When \(\alpha =0\), the distibution function of \(\tilde{\alpha }_{MLE}\) is defined by

$$\begin{aligned} F_{MLE}(x)&= \frac{1}{2}+\frac{1}{\pi } \int \limits _0^\infty \, \frac{1}{\theta } \text{ Im } \big [m(-i \theta , i \theta x)\big ] \, d\theta \nonumber \\&= \frac{1}{2}+\frac{1}{\pi } \int \limits _0^\infty \, \frac{1}{u} \text{ Im } \big [m(-i u/M, i ux/M)\big ] \, du, \end{aligned}$$

(48)

where

$$\begin{aligned} m(-i u/M, i u x/M)&= e^{i u/2}\left[ \left( 1-\frac{i u}{2 M x}\right) \cosh ^2 z+ u \frac{\sinh 2 z}{2 z} \right. \\&\quad \left. +\, \frac{\pi }{4 \sin \pi H}\left( 2zI_{1-H}(z) I_H(z)+\frac{u^2}{2 z} I_{-H}(z) I_{H-1}(z)\right) \right] ^{-1/2}, \\ z&= \frac{1}{2} \sqrt{-2 i u M x}\!. \end{aligned}$$

Then, it follows from the form of the integrand that \(x\) is always coupled with \(M\) as \(M \times x\). Thus we can confirm the statement in the theorem.

As for the MCE, we have

$$\begin{aligned} F_{MCE}(x)&= \frac{1}{2}+\frac{1}{\pi } \int \limits _0^\infty \, \frac{1}{\theta } \text{ Im } \left[ e^{i M \theta /2} \, m(0, i \theta x)\right] \, d\theta \nonumber \\&= \frac{1}{2}+\frac{1}{\pi } \int \limits _0^\infty \, \frac{1}{u} \text{ Im } \left[ e^{i u/2} \, m(0, i u x/M)\right] \, du, \end{aligned}$$

(49)

where

$$\begin{aligned} m(0, i u x/M)&= e^{i u/2}\left[ \cosh ^2 z+\frac{\pi }{4 \sin \pi H} 2z I_{1-H}(z) I_H(z)\right] ^{-1/2}\!. \end{aligned}$$

The same reasoning as before applies here, which establishes Theorem 2.

Proof of Theorem 3

Let \(x_\gamma (H,M)\) be the \(100 \gamma \%\) point of the distribution of \(\tilde{\alpha }_{MLE}\) for \(\alpha =0\) under \(H\) and \(M\).

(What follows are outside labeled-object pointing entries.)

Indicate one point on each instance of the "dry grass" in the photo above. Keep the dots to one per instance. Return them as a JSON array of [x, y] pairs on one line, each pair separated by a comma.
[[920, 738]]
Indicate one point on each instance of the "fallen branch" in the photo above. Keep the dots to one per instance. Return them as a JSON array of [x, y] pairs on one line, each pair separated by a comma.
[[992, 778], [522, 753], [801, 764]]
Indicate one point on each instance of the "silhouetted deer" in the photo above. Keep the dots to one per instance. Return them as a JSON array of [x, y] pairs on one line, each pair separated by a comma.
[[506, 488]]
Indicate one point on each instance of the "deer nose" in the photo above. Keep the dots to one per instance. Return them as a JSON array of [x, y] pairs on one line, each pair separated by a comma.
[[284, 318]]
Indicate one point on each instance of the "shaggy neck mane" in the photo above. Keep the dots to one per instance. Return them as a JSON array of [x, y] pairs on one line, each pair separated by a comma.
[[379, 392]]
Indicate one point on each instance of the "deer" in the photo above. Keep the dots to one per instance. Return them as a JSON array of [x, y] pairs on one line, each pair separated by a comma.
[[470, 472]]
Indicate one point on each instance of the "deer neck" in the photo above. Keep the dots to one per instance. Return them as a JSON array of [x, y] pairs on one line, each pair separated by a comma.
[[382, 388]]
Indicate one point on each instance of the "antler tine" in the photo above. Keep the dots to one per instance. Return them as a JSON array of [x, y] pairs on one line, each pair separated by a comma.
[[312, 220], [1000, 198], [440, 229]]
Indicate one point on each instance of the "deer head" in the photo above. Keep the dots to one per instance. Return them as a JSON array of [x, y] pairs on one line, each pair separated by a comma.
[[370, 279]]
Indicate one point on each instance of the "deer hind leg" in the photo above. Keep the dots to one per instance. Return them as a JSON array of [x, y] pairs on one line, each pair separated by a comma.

Then the power of the test at the level \(\gamma \) is computed as

$$\begin{aligned} P\left( \tilde{\alpha }_{MLE} < x_\gamma (H,M)\left| \alpha <0\right) \right.&= \frac{1}{2}+\frac{1}{\pi } \int \limits _0^\infty \, \frac{1}{\theta } \text{ Im }\left[ \phi (\theta ;x_\gamma (H,M))\right] \, d\theta , \\&= \frac{1}{2}+\frac{1}{\pi } \int \limits _0^\infty \, \frac{1}{u} \text{ Im }\left[ \phi (u/M;x_\gamma (H,M))\right] \, du, \end{aligned}$$

where

$$\begin{aligned} \phi (u/M;x_\gamma (H,M))&= m(-i u/M, i u x_\gamma (H,m)/M) \\&= e^{i u-\alpha M} \left[ \left( 1+\frac{(i u-\alpha M)^2}{4 z^2}\right) \cosh ^2 z +(i u-\alpha M) \frac{\sinh 2z}{2 z} \right. \\&\quad \left. +\, \frac{\pi }{4 \sin \pi H}\left\{ 2 z I_{1-H}(z) I_H(z)-\frac{(i u-\alpha M)^2}{2 z} I_{-H}(z) I_{H-1}(z)\right\} \right] ^{-1/2}\!\!\!, \\ z&= \frac{1}{2}\left( (\alpha M)^2-2 i u M x_\gamma (H,M)\right) ^{1/2}. \end{aligned}$$

Noting that \(M x_\gamma (H,M)\) is independent of \(M\) because of Theorem 2, it is seen from the form of the c.f. that the power depends only on \(\alpha M\). We can also prove this fact for the power of the test based on \(\hat{\alpha }_{MCE}\), which establishes Theorem 3.